Introduction
This is a revisiting of the previous paper written on Student Retention utilizing data from online learning management systems at higher education institutions. The paper was centered around the idea, construction, evaluation and implementation of a machine learning algorithm tasked with predicting each students risk of dropping out prematurely from their educational institution. The algorithm previous utilized current Learning Management System (LMS) data, from student conversation messages, participation metrics and more to instructor evaluation metrics like response time to messages, grade time, and interactions with students.
The revisiting and adding of data is the result of the accuracy of the first algorithm. Since running the algorithm and getting the predicted scores, examining the top 500 most at risk students and the enrollments for the following semester yielded some incredible findings: Almost 1 out of every 2 students predicted to be in the top 500 most at-risk did not enroll for the following semester. This was immensely exciting, as we had identified a valuable avenue of exploration for predictive analytics, and it had been proven to be successful. So as is natural, we decided to make it even more accurate and comprehensive.
Since the previous paper and its revisions, new data was extracted from the previous higher educational institutions database, specifically relating to pre-college behavior and academic insights. These included but were not limited to:
- Student Age
- Student Marital Status
- Student ACT/SAT Scores
- Student Enrollment Status
Much more was included in addition to the metrics mentioned above. The inclusion of these new metrics is vital to identifying at risk behaviors due to their potential correlation with current college study and academic performance habits. Identifying students who that may be struggling in college who previously struggled in high school or on the ACT with specific demographic characteristics allows for a more refined risk prediction and a better view of which groups to provide more aid to.
In addition, this information provides better trend analysis data, allowing the algorithm to identify students who may have improved their academic performance since before college. Compared to their peers, these students may exhibit less risk of dropping out due to their improved performance and confidence in their ability to perform well in college. Pre-college information paired with current academic performance data is key for this perspective.
This data was collected for all semesters at this institution dating back four years. This amount of data was optimal for the purpose of constructing this retention algorithm. This paper walks through the addition of the features from the new data, the methods utilized to improve the algorithm and the ideals behind the methods used.
Data Preparation
The data contained in the LMS for this institution was extensive, and the main information that was extracted from the LMS encompassed student-instructor interaction, student participation, and quality of instruction in the online space. Previous research conducted shows that increased online interaction and participation from instructors to students has enourmous benefits for KPI’s such as decreasing drop rates for courses, increasing student perception of course quality, and increased likelihood of retention.
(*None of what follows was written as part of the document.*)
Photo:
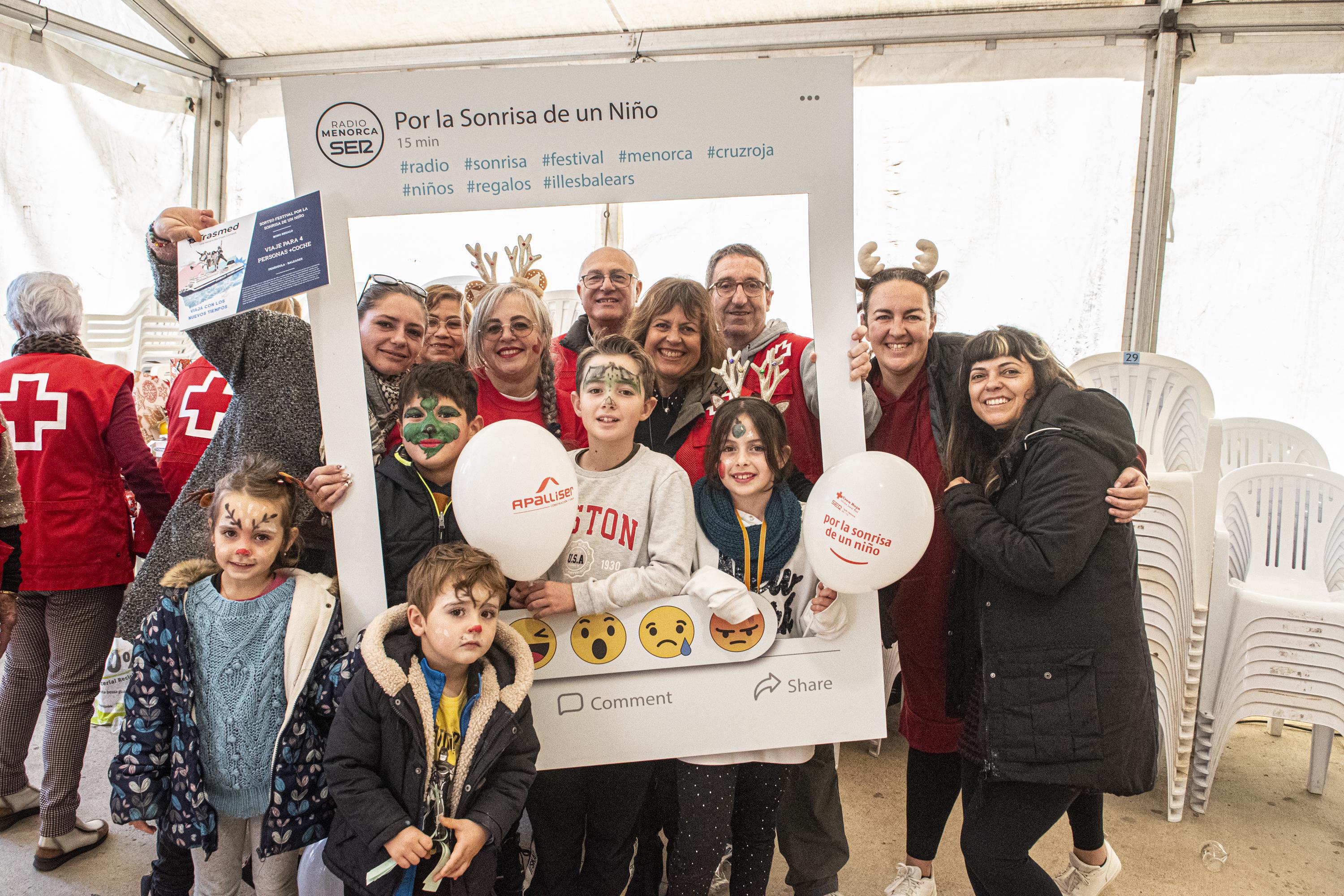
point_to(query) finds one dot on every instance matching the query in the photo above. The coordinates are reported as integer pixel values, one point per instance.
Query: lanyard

Through this data, we have effectively captured a students current academic characteristics and behavior. This is what makes this algorithm so unique and beneficial, drawing from the fact that the dataset is dynamic up to the minute, capturing extensive patterns and changes over time. The addition of the pre-college data only boosts the ability of the algorithm to identify those patterns and changes.
The data relating to pre-college information was vast, as the admission process is quite extensive for higher education institutions. The key for wrangling this data was to ensure that only the relevant features were used and were constructed in the dataset properly so that it could be utilized across multiple types of models. The main concern arose with the XGBoost package as it only supports one-hot encoding for factor variables, so dimensionality reduction in this instance was key.
Developing the new training set involved changing all factor variables into binary columns, known as “one-hot” encoding. There were numerous columns that resulted from this, and it was important to identify which factors would end up being important and to remove those that would likely not be. This helped with dimensionality reduction, however the dataset was still very large, resulting in 521 variables. Due to the structure of the algorithms used, this may seem like an issue but XGBoost and RandomForest both handle one-hot encoded variables extremely well, and leaving factor structures out of the equation speeds up the algorithms performance.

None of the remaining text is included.